Quando eu comecei a Ahimsa, pensei que o fato de perseguirmos um objetivo social ao mesmo tempo que perseguimos o lucro ia nos ajudar, pois tanto as pessoas que querem fazer o bem quanto as que querem ganhar bem iriam ficar interessadas pela idéia.
No entanto, o que aconteceu foi exatamente o contrário. Os empresários e empreendedores tradicionais acham que "esse negócio de missão social é besteira, é só uma desculpa para as empresas não darem bons resultados". E o pessoal do setor social acha que estamos "usando a missão social para ganhar dinheiro". Até a comunidade dos negócios sociais não está nos reconhecendo como um deles pois o paradigma vigente sobre negócios sociais são os que são feitos ou POR pessoas de baixa renda ou PARA pessoas de baixa renda.
Na Ahimsa nós temos um paradigma diferente. Nossos produtos não são feitos POR ou PARA pessoas pobres, mas POR e PARA qualquer tipo de pessoa. No entanto, o grande diferencial e a grande contribuição de nossos produtos será permitir que as pessoas optem por alternativas em que TODOS GANHAM COM ISSO. Nós vamos criar ferramentas para aproximar as pessoas das causas sociais e permitir que contribuam a partir de atitudes simples como comprar um produto pela internet. Sendo assim nós vamos criar e alimentar círculos virtuosos, e esse é o segredo para a sustentabilidade financeira e a contribuição social do nosso empreendimento.

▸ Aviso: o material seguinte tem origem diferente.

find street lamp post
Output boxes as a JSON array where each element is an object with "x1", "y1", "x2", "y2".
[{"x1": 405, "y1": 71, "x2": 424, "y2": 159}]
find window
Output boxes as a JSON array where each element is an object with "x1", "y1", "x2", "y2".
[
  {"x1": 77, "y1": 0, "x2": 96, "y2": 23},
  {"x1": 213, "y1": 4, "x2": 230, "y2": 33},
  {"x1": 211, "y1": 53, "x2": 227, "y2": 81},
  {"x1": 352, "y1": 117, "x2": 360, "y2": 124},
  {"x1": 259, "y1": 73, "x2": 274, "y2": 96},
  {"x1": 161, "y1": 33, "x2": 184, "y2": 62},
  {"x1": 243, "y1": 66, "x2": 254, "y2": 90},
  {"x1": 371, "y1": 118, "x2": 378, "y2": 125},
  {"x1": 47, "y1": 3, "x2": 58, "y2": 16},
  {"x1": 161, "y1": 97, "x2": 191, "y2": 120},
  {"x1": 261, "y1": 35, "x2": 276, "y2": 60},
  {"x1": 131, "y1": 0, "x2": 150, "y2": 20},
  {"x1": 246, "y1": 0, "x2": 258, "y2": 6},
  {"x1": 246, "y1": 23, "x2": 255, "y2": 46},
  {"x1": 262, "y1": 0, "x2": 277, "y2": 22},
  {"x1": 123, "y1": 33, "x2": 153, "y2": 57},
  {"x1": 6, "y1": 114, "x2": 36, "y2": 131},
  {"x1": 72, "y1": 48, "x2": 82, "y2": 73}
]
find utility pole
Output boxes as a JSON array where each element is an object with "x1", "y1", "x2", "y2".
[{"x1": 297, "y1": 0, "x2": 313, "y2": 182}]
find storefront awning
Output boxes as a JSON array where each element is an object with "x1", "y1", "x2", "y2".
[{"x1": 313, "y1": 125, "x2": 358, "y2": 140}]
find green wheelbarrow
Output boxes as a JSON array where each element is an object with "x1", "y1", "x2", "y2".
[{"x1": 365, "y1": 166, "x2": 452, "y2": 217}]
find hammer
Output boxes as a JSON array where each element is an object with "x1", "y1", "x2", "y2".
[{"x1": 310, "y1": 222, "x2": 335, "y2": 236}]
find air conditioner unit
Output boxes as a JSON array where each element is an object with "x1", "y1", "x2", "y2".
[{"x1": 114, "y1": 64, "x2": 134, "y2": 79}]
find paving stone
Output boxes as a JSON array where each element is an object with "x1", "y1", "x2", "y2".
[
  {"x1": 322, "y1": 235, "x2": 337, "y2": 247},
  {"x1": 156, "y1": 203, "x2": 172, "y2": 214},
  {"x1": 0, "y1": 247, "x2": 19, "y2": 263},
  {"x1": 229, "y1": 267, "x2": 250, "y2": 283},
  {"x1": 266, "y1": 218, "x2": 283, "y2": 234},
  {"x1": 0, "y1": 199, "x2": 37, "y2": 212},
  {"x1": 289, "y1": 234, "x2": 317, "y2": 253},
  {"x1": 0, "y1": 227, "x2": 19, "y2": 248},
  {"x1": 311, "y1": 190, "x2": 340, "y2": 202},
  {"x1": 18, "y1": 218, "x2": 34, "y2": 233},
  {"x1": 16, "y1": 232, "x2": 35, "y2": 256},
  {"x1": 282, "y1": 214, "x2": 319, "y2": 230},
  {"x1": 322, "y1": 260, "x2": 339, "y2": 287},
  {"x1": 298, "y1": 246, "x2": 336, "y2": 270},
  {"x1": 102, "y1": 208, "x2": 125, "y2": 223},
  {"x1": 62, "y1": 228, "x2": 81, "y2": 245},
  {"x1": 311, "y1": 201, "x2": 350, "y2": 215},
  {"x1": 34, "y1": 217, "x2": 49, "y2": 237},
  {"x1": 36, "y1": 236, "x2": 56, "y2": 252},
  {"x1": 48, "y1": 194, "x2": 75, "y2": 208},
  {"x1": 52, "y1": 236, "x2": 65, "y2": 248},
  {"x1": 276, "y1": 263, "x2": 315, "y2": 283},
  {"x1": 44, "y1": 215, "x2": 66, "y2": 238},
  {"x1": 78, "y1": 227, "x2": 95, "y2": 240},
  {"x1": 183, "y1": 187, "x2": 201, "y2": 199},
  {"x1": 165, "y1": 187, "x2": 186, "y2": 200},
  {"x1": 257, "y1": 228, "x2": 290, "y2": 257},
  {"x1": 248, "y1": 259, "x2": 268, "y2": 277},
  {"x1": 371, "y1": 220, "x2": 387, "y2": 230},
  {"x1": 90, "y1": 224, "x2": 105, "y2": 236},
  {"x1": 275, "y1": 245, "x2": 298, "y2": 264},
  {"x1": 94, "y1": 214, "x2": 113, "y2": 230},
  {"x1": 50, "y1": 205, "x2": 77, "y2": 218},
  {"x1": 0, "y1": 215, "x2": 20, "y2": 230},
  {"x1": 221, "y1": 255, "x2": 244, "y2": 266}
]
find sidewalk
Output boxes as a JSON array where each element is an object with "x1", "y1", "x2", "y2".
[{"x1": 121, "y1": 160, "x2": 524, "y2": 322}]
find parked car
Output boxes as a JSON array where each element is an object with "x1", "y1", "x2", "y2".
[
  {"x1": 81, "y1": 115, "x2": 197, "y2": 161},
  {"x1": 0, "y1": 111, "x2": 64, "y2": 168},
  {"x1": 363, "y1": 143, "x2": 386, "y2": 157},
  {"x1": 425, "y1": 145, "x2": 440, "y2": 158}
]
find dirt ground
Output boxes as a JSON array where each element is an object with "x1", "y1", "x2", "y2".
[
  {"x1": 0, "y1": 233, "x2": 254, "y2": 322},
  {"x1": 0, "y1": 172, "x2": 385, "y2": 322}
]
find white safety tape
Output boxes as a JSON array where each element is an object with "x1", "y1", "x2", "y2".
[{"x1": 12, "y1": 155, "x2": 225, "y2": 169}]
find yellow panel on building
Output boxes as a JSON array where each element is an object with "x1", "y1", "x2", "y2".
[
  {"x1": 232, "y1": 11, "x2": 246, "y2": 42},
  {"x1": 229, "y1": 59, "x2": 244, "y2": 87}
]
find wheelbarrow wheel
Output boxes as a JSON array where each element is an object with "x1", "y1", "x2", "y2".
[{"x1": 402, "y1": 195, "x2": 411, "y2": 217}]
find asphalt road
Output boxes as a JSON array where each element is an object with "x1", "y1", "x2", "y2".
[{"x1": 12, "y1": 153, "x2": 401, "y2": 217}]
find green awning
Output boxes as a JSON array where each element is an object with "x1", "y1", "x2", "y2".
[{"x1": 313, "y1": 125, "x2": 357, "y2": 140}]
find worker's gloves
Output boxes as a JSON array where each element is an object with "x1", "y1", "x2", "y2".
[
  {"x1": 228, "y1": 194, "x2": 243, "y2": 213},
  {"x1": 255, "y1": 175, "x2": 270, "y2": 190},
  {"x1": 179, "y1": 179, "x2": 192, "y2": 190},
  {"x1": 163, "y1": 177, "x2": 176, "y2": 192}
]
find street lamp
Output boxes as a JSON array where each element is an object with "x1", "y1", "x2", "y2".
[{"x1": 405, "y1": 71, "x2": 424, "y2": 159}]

O "Ganhar bem fazendo bem" é uma idéia revolucionária. Se conseguirmos provar que é possível ganhar bem fazendo o bem, todos vão querer fazer o bem para poder ganhar bem. Então, a intersecção do setor social com o setor com fins lucrativos é uma revolução anunciada que vai criar um novo jeito de se fazer negócios e um novo jeito de se fazer filantropia.
Contudo, enquanto está revolução não chega e o mundo do 2o e do 3o setor não se encontrarem, está sendo muito difícil continuar, pois não estamos conseguindo apoio de nenhum dos mundos. Então, o que devemos fazer? Abandonar a missão social e virar uma empresa comum ou abandonar o potencial de lucro e virar uma ONG comum? Enquanto a revolução do "Ganhar bem fazendo o bem" não acontece, nós estamos em um limbo. Mas ela vai chegar, e quando o fizer, nós da @ahimsasocial estaremos na crista da onda!